Nmap scan report for Chromecast.darkstar.intra (192.168.1.192)
Host is up (0.033s latency).
Nmap done: 256 IP addresses (7 hosts up) scanned in 3.09 seconds
In this case we see that the RaspberryPi got the IP Address 192.168.1.167.
Try logging in with SSH, this should work out of the box (the default username is pi and the default password is raspberry):
pi@raspberrypi:~ $ ssh pi@192.168.1.167
The authenticity of host '192.168.1.167 (192.168.1.167)' can't be established.
ECDSA key fingerprint is SHA256:Qy/vVEj7qreuhefe2Hbpfzm+Sd2taYs3ererCWWCGRA.
Are you sure you want to continue connecting (yes/no)? yes
Warning: Permanently added '192.168.1.167' (ECDSA) to the list of known hosts.
pi@192.168.1.167's password:
Linux raspberrypi 5.10.63-v8+ #1459 SMP PREEMPT Wed Oct 6 16:42:49 BST 2021 aarch64
The programs included with the Debian GNU/Linux system are free software;
the exact distribution terms for each program are described in the
individual files in /usr/share/doc/copyright.
Debian GNU/Linux comes with ABSOLUTELY NO WARRANTY, to the extent
permitted by applicable law.
Last login: Thu Nov 11 16:48:35 2021 from 192.168.1.162
SSH is enabled and the default password for the 'pi' user has not been changed.
This is a security risk - please login as the 'pi' user and type 'passwd' to set a new password.
Wi-Fi is currently blocked by rfkill.
Use raspi-config to set the country before use.
pi@raspberrypi:~ $
The first thing you want to do now is to configure the RaspberryPi to some static IP address, to make sure it will always be accessible.
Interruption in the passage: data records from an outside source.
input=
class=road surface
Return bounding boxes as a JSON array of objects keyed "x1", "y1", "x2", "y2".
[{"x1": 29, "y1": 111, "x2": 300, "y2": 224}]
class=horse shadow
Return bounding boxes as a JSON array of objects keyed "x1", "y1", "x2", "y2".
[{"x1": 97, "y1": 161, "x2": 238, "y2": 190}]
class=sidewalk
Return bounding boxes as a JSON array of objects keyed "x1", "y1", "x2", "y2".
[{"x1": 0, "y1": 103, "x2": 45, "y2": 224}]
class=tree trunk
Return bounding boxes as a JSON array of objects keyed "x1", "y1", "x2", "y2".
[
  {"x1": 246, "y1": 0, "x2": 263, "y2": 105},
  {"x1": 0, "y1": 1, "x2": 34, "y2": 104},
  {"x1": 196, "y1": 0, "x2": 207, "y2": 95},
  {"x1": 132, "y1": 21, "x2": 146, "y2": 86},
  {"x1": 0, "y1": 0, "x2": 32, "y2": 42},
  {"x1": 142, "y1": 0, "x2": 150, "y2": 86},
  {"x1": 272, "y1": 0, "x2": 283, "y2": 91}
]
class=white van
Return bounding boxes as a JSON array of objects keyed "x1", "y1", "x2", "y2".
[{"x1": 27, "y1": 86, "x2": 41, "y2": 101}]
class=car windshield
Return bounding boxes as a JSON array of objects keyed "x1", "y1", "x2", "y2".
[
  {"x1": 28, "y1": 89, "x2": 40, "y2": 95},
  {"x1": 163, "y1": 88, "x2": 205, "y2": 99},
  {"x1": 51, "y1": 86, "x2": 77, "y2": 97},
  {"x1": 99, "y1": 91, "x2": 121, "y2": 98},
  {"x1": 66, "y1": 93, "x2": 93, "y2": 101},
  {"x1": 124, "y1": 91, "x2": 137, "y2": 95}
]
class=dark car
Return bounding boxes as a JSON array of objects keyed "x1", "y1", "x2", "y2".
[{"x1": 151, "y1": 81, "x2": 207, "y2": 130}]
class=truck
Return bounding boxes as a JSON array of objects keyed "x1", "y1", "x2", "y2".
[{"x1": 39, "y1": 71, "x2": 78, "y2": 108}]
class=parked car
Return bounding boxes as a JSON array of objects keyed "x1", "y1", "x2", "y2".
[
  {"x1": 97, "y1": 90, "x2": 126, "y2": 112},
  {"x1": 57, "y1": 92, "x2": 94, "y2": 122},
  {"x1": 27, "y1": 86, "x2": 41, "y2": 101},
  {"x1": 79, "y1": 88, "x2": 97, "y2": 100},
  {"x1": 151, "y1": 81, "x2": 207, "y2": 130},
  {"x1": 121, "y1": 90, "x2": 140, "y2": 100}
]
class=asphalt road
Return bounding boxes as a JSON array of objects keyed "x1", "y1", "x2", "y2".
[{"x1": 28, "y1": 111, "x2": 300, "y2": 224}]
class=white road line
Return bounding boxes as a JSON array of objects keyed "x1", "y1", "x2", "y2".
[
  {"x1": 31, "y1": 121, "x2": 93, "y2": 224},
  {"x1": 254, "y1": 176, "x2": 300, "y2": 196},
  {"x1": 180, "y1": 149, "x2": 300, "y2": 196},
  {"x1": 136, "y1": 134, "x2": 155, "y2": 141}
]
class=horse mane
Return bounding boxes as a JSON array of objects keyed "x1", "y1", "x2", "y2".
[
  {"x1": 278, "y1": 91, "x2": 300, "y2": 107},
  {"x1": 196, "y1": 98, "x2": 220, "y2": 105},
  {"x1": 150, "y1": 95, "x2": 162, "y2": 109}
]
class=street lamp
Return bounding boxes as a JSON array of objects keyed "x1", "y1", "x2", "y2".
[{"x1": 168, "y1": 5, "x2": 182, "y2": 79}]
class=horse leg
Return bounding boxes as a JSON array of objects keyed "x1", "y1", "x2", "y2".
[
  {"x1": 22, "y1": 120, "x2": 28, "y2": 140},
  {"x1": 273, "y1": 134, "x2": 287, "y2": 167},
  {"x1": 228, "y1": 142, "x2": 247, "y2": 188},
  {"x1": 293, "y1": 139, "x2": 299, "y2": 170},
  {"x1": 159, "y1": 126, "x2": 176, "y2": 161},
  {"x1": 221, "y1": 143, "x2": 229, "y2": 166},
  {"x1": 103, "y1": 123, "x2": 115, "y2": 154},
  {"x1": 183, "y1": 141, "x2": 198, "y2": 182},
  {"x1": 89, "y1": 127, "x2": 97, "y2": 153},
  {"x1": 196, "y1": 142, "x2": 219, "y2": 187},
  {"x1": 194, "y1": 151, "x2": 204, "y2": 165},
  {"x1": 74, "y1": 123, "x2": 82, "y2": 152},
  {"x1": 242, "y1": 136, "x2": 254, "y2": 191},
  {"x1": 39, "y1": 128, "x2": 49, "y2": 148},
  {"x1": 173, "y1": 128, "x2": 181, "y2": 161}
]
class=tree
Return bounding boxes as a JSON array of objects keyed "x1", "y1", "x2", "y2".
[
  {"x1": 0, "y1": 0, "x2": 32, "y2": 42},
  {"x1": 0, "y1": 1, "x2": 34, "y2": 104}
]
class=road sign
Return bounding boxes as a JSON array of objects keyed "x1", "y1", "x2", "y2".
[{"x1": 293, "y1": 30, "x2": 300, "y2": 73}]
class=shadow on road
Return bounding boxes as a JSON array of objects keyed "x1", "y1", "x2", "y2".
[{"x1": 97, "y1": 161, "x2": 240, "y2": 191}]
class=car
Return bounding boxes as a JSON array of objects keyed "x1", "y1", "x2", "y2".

In our case this will be 192.168.1.3, but your IP might be different. To do that we simply need to edit the file /etc/dhcpcd.conf and set the static IP there (yes, there are other ways, but this is the suggested solution for Raspbian, so we just go along with it):
pi@raspberrypi:~ $ sudo vi /etc/dhcpcd.conf
...
# Example static IP configuration:
interface eth0
static ip_address=192.168.1.3/24
static routers=192.168.1.1
static domain_name_servers=192.168.1.2
...
Be sure to include the correct IP address for your gateway and DNS server. Save the file and reboot your RaspberryPi with sudo systemctl reboot to pick up the new configuration.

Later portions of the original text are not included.